While we were discussing Lynda Barry’s book What It Is, our discussion turned to when we stopped drawing. As I listened to others tell their story, I began thinking of my own; however, I did not share it during class because it I did not think that I could do it justice.

Every Saturday morning, I watched the cartoon Fat Albert religiously. I enjoyed the cartoon, but the highlight of my viewing experience was when Bill Cosby would do his Picture Pages with his magic pen Mortimer Ichabod Marker. I wanted to learn to draw so bad, and each week, Bill would teach kids how to draw (it was draw by number, but I didn’t really understand) with his trusty magic marker that made awesome eighties space-age sound effects as it moved from one number to the next. And, at the end of every segment, Bill reminded each child that they too could own Mortimer Ichabod Marker for a small fee and parental permission.

Every week I tried my hardest to draw along with Bill and Mortimer, but my pictures never looked like theirs. One Saturday morning, my picture of a boat was so bad in comparison to theirs that I decided that the only way to fix the situation was to talk my dad into making Mortimer mine (I knew that my mother would be a no go, so I went straight to the softy). After two weeks of begging and showing adequate proof of my need for the magic marker, my dad caved in and ordered Mortimer for me.
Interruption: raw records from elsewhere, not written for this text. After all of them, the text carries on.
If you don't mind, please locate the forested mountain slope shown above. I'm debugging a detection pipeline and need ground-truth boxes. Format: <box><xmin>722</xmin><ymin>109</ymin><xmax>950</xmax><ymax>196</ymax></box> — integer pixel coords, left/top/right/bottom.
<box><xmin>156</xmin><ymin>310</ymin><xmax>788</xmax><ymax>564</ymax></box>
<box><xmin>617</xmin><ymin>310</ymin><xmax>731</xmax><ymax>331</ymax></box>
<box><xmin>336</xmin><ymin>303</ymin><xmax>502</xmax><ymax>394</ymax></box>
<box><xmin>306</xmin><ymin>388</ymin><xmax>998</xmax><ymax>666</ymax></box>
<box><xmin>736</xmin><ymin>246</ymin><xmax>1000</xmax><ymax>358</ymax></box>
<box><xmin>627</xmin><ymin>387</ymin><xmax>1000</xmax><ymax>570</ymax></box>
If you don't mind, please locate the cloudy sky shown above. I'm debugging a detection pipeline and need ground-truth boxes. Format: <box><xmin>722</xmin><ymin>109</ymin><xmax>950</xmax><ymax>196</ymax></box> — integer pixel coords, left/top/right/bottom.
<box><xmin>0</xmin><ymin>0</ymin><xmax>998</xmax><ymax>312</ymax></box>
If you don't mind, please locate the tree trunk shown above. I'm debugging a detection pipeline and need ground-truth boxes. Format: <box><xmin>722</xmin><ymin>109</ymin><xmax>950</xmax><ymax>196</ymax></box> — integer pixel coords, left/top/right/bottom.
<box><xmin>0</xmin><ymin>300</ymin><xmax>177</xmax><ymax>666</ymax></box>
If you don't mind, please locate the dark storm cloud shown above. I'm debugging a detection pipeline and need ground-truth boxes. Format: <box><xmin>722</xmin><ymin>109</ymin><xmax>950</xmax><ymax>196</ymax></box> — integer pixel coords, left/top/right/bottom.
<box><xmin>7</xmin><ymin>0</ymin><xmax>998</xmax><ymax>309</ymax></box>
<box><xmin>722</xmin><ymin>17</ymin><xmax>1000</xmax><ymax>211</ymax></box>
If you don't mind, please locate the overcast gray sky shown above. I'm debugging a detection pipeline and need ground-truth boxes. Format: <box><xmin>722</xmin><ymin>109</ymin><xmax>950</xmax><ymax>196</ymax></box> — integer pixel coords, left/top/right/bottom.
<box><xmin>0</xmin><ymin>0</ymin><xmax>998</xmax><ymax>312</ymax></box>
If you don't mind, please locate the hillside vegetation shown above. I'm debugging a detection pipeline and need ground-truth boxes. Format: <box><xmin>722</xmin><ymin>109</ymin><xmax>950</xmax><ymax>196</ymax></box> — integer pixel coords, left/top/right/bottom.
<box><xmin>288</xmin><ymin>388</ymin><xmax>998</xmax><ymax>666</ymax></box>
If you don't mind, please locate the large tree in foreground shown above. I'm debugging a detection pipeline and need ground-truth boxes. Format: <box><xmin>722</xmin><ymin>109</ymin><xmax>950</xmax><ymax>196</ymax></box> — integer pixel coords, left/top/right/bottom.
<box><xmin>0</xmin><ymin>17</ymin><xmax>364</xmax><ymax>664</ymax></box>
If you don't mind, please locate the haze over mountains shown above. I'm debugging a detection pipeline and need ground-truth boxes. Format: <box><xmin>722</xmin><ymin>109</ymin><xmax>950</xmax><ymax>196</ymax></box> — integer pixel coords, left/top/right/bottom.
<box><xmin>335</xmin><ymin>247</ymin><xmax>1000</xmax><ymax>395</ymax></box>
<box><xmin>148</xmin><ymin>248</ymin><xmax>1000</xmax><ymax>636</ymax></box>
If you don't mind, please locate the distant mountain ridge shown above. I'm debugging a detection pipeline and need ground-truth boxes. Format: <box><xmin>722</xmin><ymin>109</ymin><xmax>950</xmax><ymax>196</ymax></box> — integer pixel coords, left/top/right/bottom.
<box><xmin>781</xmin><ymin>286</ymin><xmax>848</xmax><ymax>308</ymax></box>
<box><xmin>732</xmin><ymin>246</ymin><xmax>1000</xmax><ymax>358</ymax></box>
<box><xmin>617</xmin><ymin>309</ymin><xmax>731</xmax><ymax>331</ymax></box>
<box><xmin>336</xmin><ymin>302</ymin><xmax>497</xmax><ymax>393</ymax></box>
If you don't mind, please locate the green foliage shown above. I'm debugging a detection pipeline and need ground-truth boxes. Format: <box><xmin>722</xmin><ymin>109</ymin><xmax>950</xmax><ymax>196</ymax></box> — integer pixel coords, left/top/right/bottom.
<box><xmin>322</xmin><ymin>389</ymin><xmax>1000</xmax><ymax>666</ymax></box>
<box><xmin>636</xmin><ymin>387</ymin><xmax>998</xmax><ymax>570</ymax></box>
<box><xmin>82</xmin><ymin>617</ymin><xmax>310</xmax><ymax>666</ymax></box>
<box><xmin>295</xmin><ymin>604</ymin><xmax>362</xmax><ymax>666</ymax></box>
For four weeks I waited and plotted mine and Mortimer’s drawing adventures. I had so many pictures in my mind that I knew I could draw with his help. When Mortimer Ichabod Marker finally arrived, I was ready to get down to drawing business.

I decided that we should start simple; we were going to draw a tree under some clouds. I took Mortimer out of his packaging, whipped out a piece of blue construction paper, and pressed the marker down on the paper, anticipating the space-age sound to emanated out of the marker, but nothing happened. No sound came out. I thought that maybe he needed to wake up. I knew he would if I just kept drawing, but that did not happen. Then I thought that maybe Mortimer was too busy to make his trademark sound; the picture was more important than the sound, right? So I kept on drawing; however, the actual picture was not looking the way I envisioned it. In fact, it was terrible.

That is when I stopped drawing. If a magic marker endorsed by Bill Cosby did not help, then I was hopeless. At least, that is what I thought then.